Why is it that the reports of the Comptroller and Auditor General of India, or CAG, have made news more frequently these days? It is not that the office of the CAG is producing more audit reports. Nor has the government’s apex auditor employed an over-active public relations agency to get its reports more mileage in the media through better coverage.
The fact is that there has been a marked change in the way the CAG chooses its audit subjects. Even until recently, the CAG would focus primarily on the government’s major tax or non-tax revenues and expenditure under various schemes. In the process, its reports would underline the various ways the government has been less efficient in plugging loopholes in its revenue collection system or allowing wastage or slippage in expenditure on projects and schemes. Only once in a while would the CAG bring out a report that would hit the front pages of national newspapers, like the one on the Bofors gun deal.
That, however, has changed in the last few years. With unfailing regularity, in almost every session of Parliament, the CAG’s reports have been making waves. And not because they are on mundane issues like the government’s tax revenue loss, but on how large amounts of revenues have been lost because of the manner in which contracts or government resources were awarded to private sector entities. Thus, you have had CAG reports on revenue losses on account of the allocation of telecom spectrum and award of contracts to private sector parties to build new airports or set up power projects. Each of these reports has raised a storm and the government has done everything possible to avoid further embarrassment. In short, the government’s image has taken a hit.
Make no mistake about this. The change in scenario has happened not because the CAG has shifted its focus of audit enquiry. What has prompted the CAG to come out with these earth-shaking reports on controversial deals is the steadily growing role of the private sector in areas that were hitherto reserved for the public sector or even government departments. If the CAG today has to look around for projects or schemes for audit purposes in any central ministry, it is likely to stumble upon a project in which the private sector has a role to play. So, while it continues to routinely produce those reports on the government’s tax revenues and expenditure on various social schemes without raising too many eyebrows, the few reports that manage to raise its profile as an effective watchdog are all about government projects in which private sector partners have made undue revenue gains at the cost of the exchequer.
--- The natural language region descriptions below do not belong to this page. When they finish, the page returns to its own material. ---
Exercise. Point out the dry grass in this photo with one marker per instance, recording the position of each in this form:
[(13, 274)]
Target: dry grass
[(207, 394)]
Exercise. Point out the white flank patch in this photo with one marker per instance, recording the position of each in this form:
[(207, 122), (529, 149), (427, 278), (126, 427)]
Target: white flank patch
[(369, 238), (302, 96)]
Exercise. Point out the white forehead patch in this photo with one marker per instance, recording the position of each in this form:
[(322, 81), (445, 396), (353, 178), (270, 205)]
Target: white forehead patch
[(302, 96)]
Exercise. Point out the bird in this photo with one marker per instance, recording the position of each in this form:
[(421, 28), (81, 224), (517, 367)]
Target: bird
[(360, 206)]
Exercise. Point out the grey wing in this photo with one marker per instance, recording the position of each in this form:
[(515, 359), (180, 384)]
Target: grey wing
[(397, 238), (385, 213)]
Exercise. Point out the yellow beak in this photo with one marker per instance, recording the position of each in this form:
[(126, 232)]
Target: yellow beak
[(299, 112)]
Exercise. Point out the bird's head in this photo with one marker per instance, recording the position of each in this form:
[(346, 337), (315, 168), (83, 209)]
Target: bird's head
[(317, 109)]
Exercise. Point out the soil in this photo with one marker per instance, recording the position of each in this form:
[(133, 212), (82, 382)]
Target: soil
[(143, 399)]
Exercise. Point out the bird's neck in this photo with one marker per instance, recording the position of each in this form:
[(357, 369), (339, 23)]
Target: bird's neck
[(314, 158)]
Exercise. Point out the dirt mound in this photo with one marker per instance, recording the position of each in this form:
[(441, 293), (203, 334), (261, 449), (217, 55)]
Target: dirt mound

This is perhaps understandable. The private sector’s role in new projects has been increasing steadily. In the 10th Five-Year Plan, the private sector accounted for a little less than a fourth of the total investment outlay. The private sector’s share in the total investment outlay in the 11th Plan, which ended in March 2012, rose to around 36 per cent. And in the 12th Plan, the private sector’s share is set to be more than half. The rise of the public-private partnership (PPP) projects in the last few years confirms a similar story. According to the Planning Commission, there are at present more than a thousand PPP projects with an estimated investment of over Rs 4.86 lakh crore. Most of these projects are in the roads and highways sector, followed by those in housing, aviation, railways and tourism.
The trend is unmistakable. In the coming years, there will be many more PPP projects that should see completion and will, therefore, be ready for audit and financial scrutiny by the CAG. Given the manner in which most central ministries have handled these PPP projects, caring little for transparent norms for awarding contracts, the CAG will have its hands full for at least the next two years. There will be no let-up in the frequency in the CAG’s damaging findings of the way the government may have handled many of these PPP projects, favouring a few private sector players and allowing them to corner undue gains. The clamour for banning the very idea of PPP projects has already begun and is likely to get shriller.
India’s capital requirement for meeting its widening infrastructure gap is huge. The need for increasing investment in infrastructure received priority soon after economic reforms began in 1991. The government of P V Narasimha Rao, with Manmohan Singh as finance minister, initiated an exercise to attract the private sector to invest in the infrastructure sector. But its rush to offer projects to private entities without going through a proper bidding process resulted in the Enron fiasco. This halted India’s efforts to woo private investment in the infrastructure sector and India’s experiments with the private sector in infrastructure ended prematurely.
More than a decade later, India has just launched the PPP projects, where both the government and the private sector have a role to play. Their execution has given rise to several questions on the manner in which these projects are awarded. For the CAG, PPP projects are a soft target, presented to it on a platter. If the government wants to save its infrastructure plan from another storm, it needs to fix the loopholes and problems afflicting the way these projects are handled. Blaming the CAG will not do.